ValueError in Stage2 - Githubissues

JiarunLiu commented 2 years ago

Hi, I'm trying to run your code on CIFAR-10. The training and SWA in stage1 were fine, but I got the following error when training stage2:

root@864d7f9c24b4:/SupCon-Framework# python train.py --config_name configs/train/train_supcon_resnet18_cifar10_stage2.yml 
{'model': {'backbone': 'resnet18', 'ckpt_pretrained': 'weights/supcon_first_stage_cifar10/swa', 'num_classes': 10}, 'train': {'n_epochs': 20, 'amp': True, 'ema': True, 'ema_decay_per_epoch': 0.3, 'logging_name': 'supcon_second_stage_cifar10', 'target_metric': 'accuracy', 'stage': 'second'}, 'dataset': 'data/cifar10', 'dataloaders': {'train_batch_size': 20, 'valid_batch_size': 20, 'num_workers': 12}, 'optimizer': {'name': 'SGD', 'params': {'lr': 0.01}}, 'scheduler': {'name': 'CosineAnnealingLR', 'params': {'T_max': 20, 'eta_min': 0.001}}, 'criterion': {'name': 'LabelSmoothing', 'params': {'classes': 10, 'smoothing': 0.01}}}
Files already downloaded and verified
Files already downloaded and verified
Traceback (most recent call last):
  File "train.py", line 111, in <module>
    train_metrics = utils.train_epoch_ce(loaders['train_features_loader'], model, criterion, optimizer, scaler, ema)
  File "/SupCon-Framework/tools/utils.py", line 250, in train_epoch_ce
    ema.update(model.parameters())
  File "/usr/local/lib/python3.8/dist-packages/torch_ema/ema.py", line 88, in update
    parameters = self._get_parameters(parameters)
  File "/usr/local/lib/python3.8/dist-packages/torch_ema/ema.py", line 65, in _get_parameters
    raise ValueError(
ValueError: Number of parameters passed as argument is different from number of shadow parameters maintained by this ExponentialMovingAverage

Another minor problem is GPU usage. I used to run another implementation of SupContrast. It requires 8x GPU memory (and higher utilization of each GPU) to train stage1 of the same backbone and batch size. Did your know what cause that difference?

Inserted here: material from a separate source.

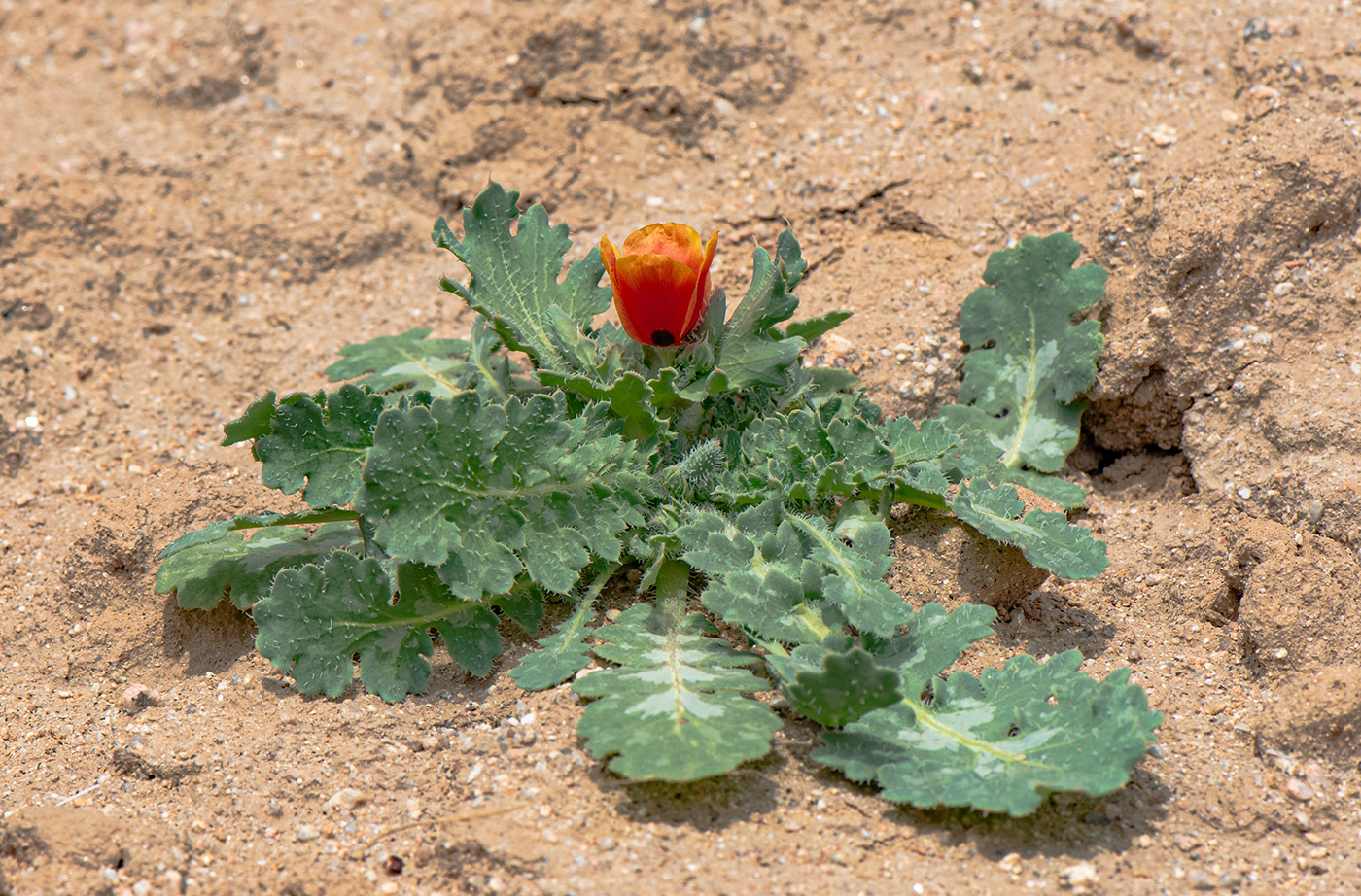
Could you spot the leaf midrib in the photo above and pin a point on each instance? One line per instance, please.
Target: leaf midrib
(1013, 454)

ivanpanshin commented 2 years ago

Hey!

That's weird. Worst case scenario - it's possible to just erase EMA from the code, but it's better to keep it. Just as a sanity check, could you share your packages versions?
Pretty sure I do. I guess you're referring to this implementation. As I noted in my README, that implementation is very faulty. In particular, due to incorrect implementation of ResNet, it's very memory-unifficient, that's why you have this 8x utilization.

ivanpanshin commented 2 years ago

Sorry, didn't see that you included the link to another implementation. Well, then I guess I'm right as to why it works that way.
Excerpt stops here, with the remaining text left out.